ModelRole In PaperNotesOfficial Artifact
TTM-r2Main released Granite TTM checkpoint family for the paper’s latest Base, Enhanced, and Advanced variantsThe paper benchmarks TTM variants around 1M, 4M, and 5M parameters; the r2 Granite checkpoint is the preferred Apache-licensed release for these latest variants.ibm-granite/granite-timeseries-ttm-r2

Method Notes

TTM is a passive dynamics model for forecasting: it predicts future observations from historical observations, without an action or intervention channel. It does, however, explicitly distinguishes target variables from exogenous variables whose future values may be known during forecasting.

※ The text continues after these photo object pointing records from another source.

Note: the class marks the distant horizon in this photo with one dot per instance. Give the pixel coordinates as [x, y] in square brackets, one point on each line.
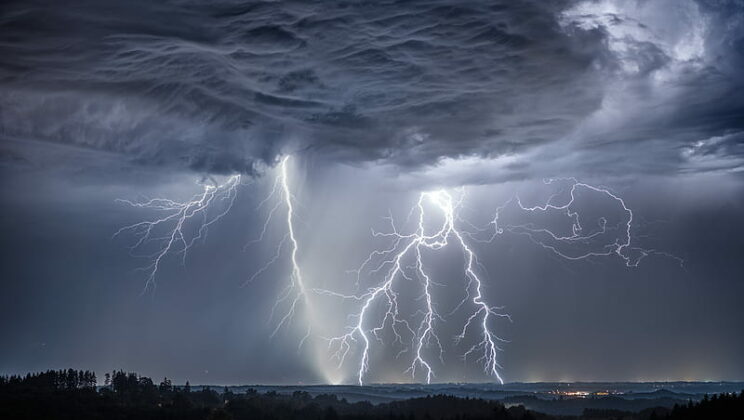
[369, 192]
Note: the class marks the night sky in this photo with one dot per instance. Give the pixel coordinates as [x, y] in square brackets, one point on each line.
[375, 102]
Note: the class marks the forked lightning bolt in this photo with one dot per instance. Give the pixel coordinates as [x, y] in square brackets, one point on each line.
[421, 336]
[181, 226]
[294, 292]
[581, 243]
[184, 223]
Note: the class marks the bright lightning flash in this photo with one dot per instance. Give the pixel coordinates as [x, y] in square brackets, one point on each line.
[424, 334]
[582, 243]
[294, 292]
[182, 225]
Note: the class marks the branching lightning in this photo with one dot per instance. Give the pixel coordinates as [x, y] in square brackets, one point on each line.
[423, 335]
[174, 233]
[294, 292]
[185, 223]
[590, 239]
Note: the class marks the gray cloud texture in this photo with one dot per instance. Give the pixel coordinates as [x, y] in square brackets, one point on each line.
[225, 86]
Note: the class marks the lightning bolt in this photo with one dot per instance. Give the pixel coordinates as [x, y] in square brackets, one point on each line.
[182, 225]
[583, 243]
[294, 292]
[424, 335]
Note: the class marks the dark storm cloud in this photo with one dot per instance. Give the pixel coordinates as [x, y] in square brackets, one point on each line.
[219, 86]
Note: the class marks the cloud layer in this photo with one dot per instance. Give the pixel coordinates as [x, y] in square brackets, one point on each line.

The model first pretrains a channel-independent backbone, then adapts to a target multivariate time series by fine-tuning the TTM head. Channel mixing in the decoder handles target-channel correlations, while the exogenous mixer incorporates future exogenous variables into the forecast horizon.

Evidence And Results

  • Zero-shot forecasting: TTM variants outperform most compared Moirai and TimesFM variants on averaged D1 benchmarks, with large model-size advantages.
  • Last-window zero-shot comparisons: TTM reports strong gains over Chronos and Lag-Llama at shorter forecast lengths, while using far fewer parameters than most Chronos variants.
  • Few-shot forecasting: with 5% of target training data, TTM improves over GPT4TS, Time-LLM, and several non-pretrained forecasting architectures in the paper’s averaged D1 comparison.
  • Head probing: full-data head probing with the backbone frozen is reported as competitive with or better than Moment, GPT4TS, Time-LLM, and several fully trained forecasting architectures.
  • Exogenous-variable setting: TTM with decoder channel mixing and the exogenous mixer outperforms plain TTM fine-tuning and strong trained-from-scratch baselines on the D2 datasets.

Limitations

  • TTM is focused on forecasting, not classification, anomaly detection, generation, or natural-language reasoning over time series.
  • The architecture is sensitive to context length, so the paper trains separate variants for different context-length settings and adds forecast-length adaptation procedures.
  • The released model family is point-forecasting oriented; probabilistic forecasting is listed as future work.
  • Because TTM is a passive forecaster, it is not an action-conditioned world model unless extended with explicit action, control input, or intervention channels.

Open Questions

  • How much of TTM’s transfer comes from TSMixer inductive bias versus the resolution-diverse pretraining recipe?
  • Can a TTM-style backbone be extended from passive forecasting to action-conditioned world modeling with explicit control inputs or interventions?
  • Would probabilistic heads preserve the speed and size advantages while improving uncertainty calibration?